Quand l’Europe n’avait pas à prendre de décisions géopolitiques, impliquant des « deals » avec d’autres puissances régionales, elle flottait en dehors de l’espace et du temps. Elle avait les mains pures, ou plutôt elle n’avait pas vraiment de main. Dorénavant, l’Union est sortie de l’âge de l’innocence, elle doit se salir les mains dans des décisions qui peuvent parfois compromettre certains de ses principes universels pour préserver ses intérêts communs.
L’heure woke européenne ou le réveil stratégique : la rhétorique de la fin de l’insouciance
Le réveil stratégique, précipité par les événements qu’il s’agisse de la présidence Trump, de la montée irrésistible de la Chine, de la dérive des autocrates russe ou turque ou encore de la prégnance impérieuse du changement climatique ou des ruptures technologiques, semble « la chose la plus partagée » entre les Européens.
La raison stratégique rattrape des Européens bercés d’insouciance entre la protection du parapluie de l’Alliance atlantique et la croyance aveugle dans le respect des règles de l’ordre international. Qu’il s’agisse des conclusions successives des sommets du Conseil européen ou de l’agenda politique de la nouvelle Commission européenne, la prise de conscience de la fin de l’insouciance semble avoir converti les esprits, à défaut d’être encore vraiment mis en œuvre.
Les peuples européens, confusément faute de pédagogie de la part de leurs dirigeants, sentent d’instinct que les transformations du monde font que le projet européen n’est plus adapté pour répondre aux nouveaux enjeux globaux. A défaut d’un consensus superfétatoire sur le concept d’autonomie stratégique de l’UE, les convergences des vertus et des nécessités conduisent irrémédiablement à de nouvelles orientations stratégiques pour mieux protéger les Européens. Cette nécessité de davantage de protection ne peut que se renforcer avec la pandémie.
L’heure woke européenne ou l’éveil géopolitique : le narratif de la fin de la naïveté
Globalement conscient que l’Union européenne doit devenir une puissance qui dispose d’autonomie afin de protéger les Européens, la nouvelle séquence sur l’éveil géopolitique pour passer des principes à l’application pratique n’embraille pas. Quand l’Union européenne passe aux travaux pratiques, ça coince. Pourquoi ?

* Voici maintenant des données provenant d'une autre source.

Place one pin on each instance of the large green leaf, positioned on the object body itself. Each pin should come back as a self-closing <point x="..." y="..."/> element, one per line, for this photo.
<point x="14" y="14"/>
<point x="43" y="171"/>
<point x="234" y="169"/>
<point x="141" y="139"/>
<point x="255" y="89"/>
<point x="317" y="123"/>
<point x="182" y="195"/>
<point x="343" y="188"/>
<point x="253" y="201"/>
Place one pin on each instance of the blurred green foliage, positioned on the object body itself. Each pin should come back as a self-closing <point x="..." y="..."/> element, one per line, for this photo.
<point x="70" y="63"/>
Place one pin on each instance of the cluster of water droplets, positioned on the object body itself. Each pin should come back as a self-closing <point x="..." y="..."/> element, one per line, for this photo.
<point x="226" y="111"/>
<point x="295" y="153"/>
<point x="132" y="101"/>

Parce que la fin de l’innocence correspondait à des contraintes existentielles impossible à nier et la fin de l’insouciance à des contingences historiques difficiles à contester, la fin de la naïveté correspondrait à une discussion autour des valeurs de l’Union européenne alors que dans ce registre les fractures internes sont purulentes. La fin de la naïveté briserait le consensus de façade qui se fissure mais tient encore les États-membres unis.

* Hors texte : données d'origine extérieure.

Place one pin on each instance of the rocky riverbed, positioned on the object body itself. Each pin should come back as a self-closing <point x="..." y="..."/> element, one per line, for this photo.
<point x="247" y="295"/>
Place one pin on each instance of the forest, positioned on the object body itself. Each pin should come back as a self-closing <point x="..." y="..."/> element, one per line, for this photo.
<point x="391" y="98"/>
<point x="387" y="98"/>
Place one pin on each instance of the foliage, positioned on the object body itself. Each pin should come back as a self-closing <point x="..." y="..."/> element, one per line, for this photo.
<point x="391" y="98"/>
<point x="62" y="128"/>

Parce que l’éveil géopolitique porte sur des missions régaliennes que les États-membres se refusent à négocier même s’ils constatent leurs échecs individuels. La capacité d’action des sujets géopolitiques achoppent sur l’affectio societatis, sur l’envie d’approfondir la construction européenne.
Parce que les institutions européennes ne sont pas encore en pleine maîtrise des modalités de la géopolitique, du rapport entre puissance, du maniement des symboles et des narratifs qui permettent de dialoguer au plus haut niveau de la scène internationale. L’Union européenne ne croit pas suffisamment ou n’arrive pas suffisamment à faire croire qu’elle a sa place pleine et entière, légitime, autour de la table des adultes.
Au total, l’éveil européen, l’heure woke européenne, qui peine à accoucher d’une nouvelle réalité, apparaît autant comme un problème narratif que comme une problématique symbolique aux yeux des Européens et des autres puissances.